Ayrıca aşk-nefret döngüsünün sıkça yaşandığı ilişkilerde egolar da çok fazla rol oynar. Özgün benliğiyle var olamayan ve egosu çok kırılgan olan kişi kendilik değerini partnerinden gelecek olan ilgi ve sevgiyi ölçer. Fakat partner bunu ona her daim veremeyeceği için bir noktada aşk yakıcı olacak ve açı çeken ego nefreti oluşturacaktır. Oysa sağlıklı bir ilişki tarzında öncelikle düzgün bir duygu-mantık dengesi vardır. Kişi partnerinin özelliklerini en başından beri gerçekçi bir süzgeçten geçirir ve onu olduğu gibi kabul eder. Dalai Lama'nın Mutluluk Sanatı isimli kitabında da dediği gibi eğer hayat boyu sürecek tatminkar bir ilişkiniz olsun istiyorsanız partnerinizin yüzeysel özelliklerine önem vermekten ziyade (dış görünüşü, parası, bitirdiği okul vs.) onun bir insan olarak özgün doğasını anlamaya ve onunla bu derinlikte paylaşımda bulunmaya çalışın.
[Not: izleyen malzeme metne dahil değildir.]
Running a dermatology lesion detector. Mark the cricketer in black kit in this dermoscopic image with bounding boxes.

Şirin Hacıömeroğlu Atçeken, Uzman Psikolog - DBE Yetişkin ve Aile Psikolojik Danışmanlık Merkezi

Benzer İçerikler :

NEDEN BAŞARIDAN KORKARIZ?

“Başarısızım.” Ve “Hedefime ulaşamadım.” Düşünceleri arasındaki farkı anlayabilmek çok önemlidir. Birçok dahi, ünlü olmadan önce ...

İlişkilerdeki Bir Numaralı Olumsuz Döngü Nasıl Kırılabilir?

Çiftler arasındaki ilişki dinamiklerinden en problemli olanlardan birisi de kovalayan-çekinen “dansından” oluşur. Evlilik danışmanlığı yaptığım ...

İSTİSMAR EDİLDİĞİNİZ VE ŞİDDET GÖRDÜĞÜNÜZ BİR İLİŞKİDEN SONRA İYİLEŞMENİN YOLLARI

Yakın zamanda istismar edildiğiniz bir ilişkiyi sonlandırdıysanız zaten yapılması gereken en zor işi başarmışsınız demektir: Ayrılmak! Psikolojik ve fiziksel ...

Ne Kadar İyimsersiniz? Kendinizi Hemen Test Edin.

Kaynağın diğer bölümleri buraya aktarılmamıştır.